In parallel, circulating BDNF levels in fetus could reflect those in the brain since a correlation between blood BDNF levels and the cortical protein expression has been observed during neurodevelopment in rats . In this context, alterations of AF BDNF levels induced by the presence of the BDNF polymorphism in a critical period for brain development (15-17 weeks of pregnancy), in concomitance with other susceptibility genes or adverse intrauterine events, may represent a vulnerability risk factor for brain development and maturation. As previously reported, BDNF plays an important role in neural proliferation, survival and differentiation; therefore, reduced BDNF levels during CNS development could influence the correct morphology of specific cerebral regions as well as the cognitive and memory abilities that are widely reported to be affected in healthy subjects carrying Met allele. It is interesting to notice that in the adulthood the Val66Met polymorphism does not affect the levels of the neurotrophin in serum and plasma [34, 35] and to date only Lang and colleagues  reported a significant serum BDNF increase in healthy subjects carrying Met allele. However, in this study the authors did not take in account the influence of additional factors, such as drugs, life style, environment and stress-life events, which interfere with BDNF levels. Moreover, another possible explanation for the discrepancy with our results could be the specific impact of the Val66Met polymorphism on BDNF levels during brain development and not in adult life, where this effect could be hidden by confounding factors putatively associated with the life style.

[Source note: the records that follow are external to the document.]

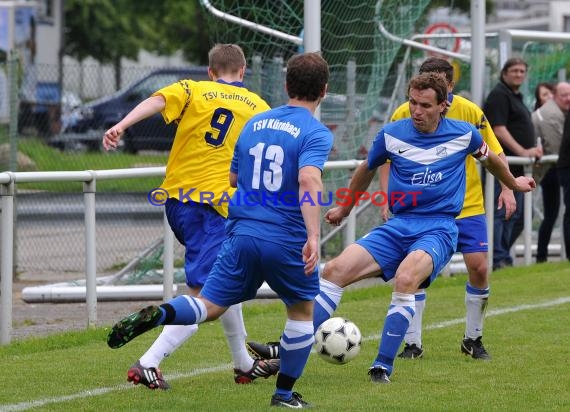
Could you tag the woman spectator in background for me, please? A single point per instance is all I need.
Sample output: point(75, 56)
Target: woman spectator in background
point(542, 93)
point(548, 120)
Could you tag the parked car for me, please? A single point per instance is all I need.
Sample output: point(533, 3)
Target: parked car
point(92, 119)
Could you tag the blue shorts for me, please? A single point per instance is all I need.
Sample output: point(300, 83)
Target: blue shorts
point(472, 234)
point(245, 262)
point(390, 243)
point(201, 230)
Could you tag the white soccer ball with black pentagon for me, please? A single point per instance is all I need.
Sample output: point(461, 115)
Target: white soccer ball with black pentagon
point(338, 340)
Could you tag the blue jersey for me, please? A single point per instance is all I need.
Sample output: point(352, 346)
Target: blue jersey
point(427, 176)
point(271, 149)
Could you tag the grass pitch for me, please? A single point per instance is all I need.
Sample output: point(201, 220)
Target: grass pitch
point(527, 333)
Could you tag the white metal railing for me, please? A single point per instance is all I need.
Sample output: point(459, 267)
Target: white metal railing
point(8, 180)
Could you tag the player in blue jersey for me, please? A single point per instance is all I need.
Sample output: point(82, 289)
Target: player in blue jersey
point(273, 227)
point(427, 154)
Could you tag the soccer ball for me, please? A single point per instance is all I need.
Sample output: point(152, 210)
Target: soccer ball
point(338, 340)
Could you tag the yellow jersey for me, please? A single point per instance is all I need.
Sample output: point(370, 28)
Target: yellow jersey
point(210, 116)
point(466, 110)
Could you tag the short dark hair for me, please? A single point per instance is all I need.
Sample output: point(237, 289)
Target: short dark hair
point(426, 81)
point(226, 59)
point(307, 76)
point(438, 65)
point(513, 61)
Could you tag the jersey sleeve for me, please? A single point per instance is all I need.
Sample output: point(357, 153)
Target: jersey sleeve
point(378, 155)
point(489, 135)
point(477, 147)
point(177, 96)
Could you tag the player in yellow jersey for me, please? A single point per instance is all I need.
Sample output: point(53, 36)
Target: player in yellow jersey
point(196, 193)
point(471, 223)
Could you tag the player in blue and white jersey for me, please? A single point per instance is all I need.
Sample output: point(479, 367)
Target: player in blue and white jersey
point(427, 154)
point(273, 227)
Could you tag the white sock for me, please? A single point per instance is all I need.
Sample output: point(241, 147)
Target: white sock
point(234, 328)
point(170, 339)
point(476, 305)
point(414, 332)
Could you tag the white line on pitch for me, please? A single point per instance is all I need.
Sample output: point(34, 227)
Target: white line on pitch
point(196, 372)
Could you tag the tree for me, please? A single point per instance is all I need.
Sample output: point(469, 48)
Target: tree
point(109, 30)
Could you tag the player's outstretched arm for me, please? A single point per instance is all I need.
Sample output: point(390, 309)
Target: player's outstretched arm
point(498, 168)
point(311, 184)
point(506, 197)
point(144, 109)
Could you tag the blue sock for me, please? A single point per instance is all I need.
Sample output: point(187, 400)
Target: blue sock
point(294, 350)
point(326, 302)
point(183, 310)
point(396, 324)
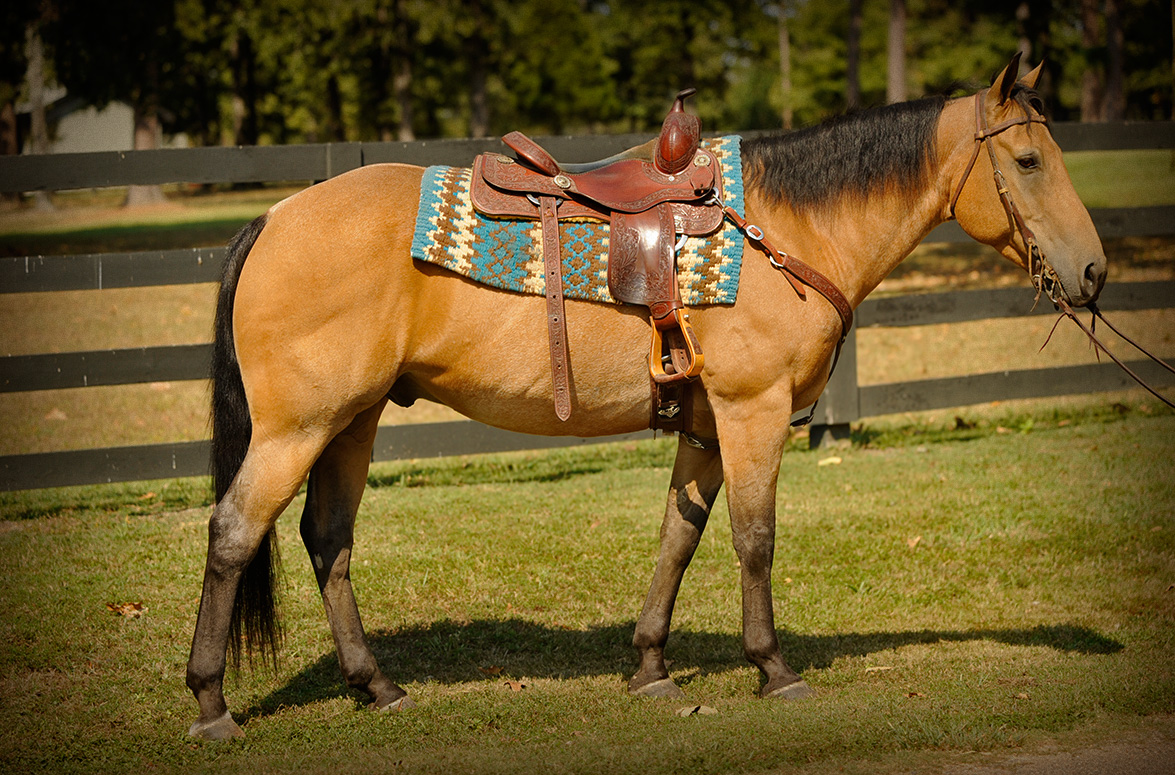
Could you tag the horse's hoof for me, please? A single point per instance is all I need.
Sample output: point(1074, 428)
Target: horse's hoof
point(403, 703)
point(797, 691)
point(222, 728)
point(662, 688)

Some limitations of our study have to be mentioned. The data about AF BDNF levels are from one point in time, and the relationship between BDNF genotype and AF BDNF levels may be different at other times during gestation. Additionally, this study is correlational in nature and we cannot draw any definitive statements about the consequences of BDNF Val66Met genotype on AF protein levels. Larger studies in wider and better characterized samples are needed to confirm these findings.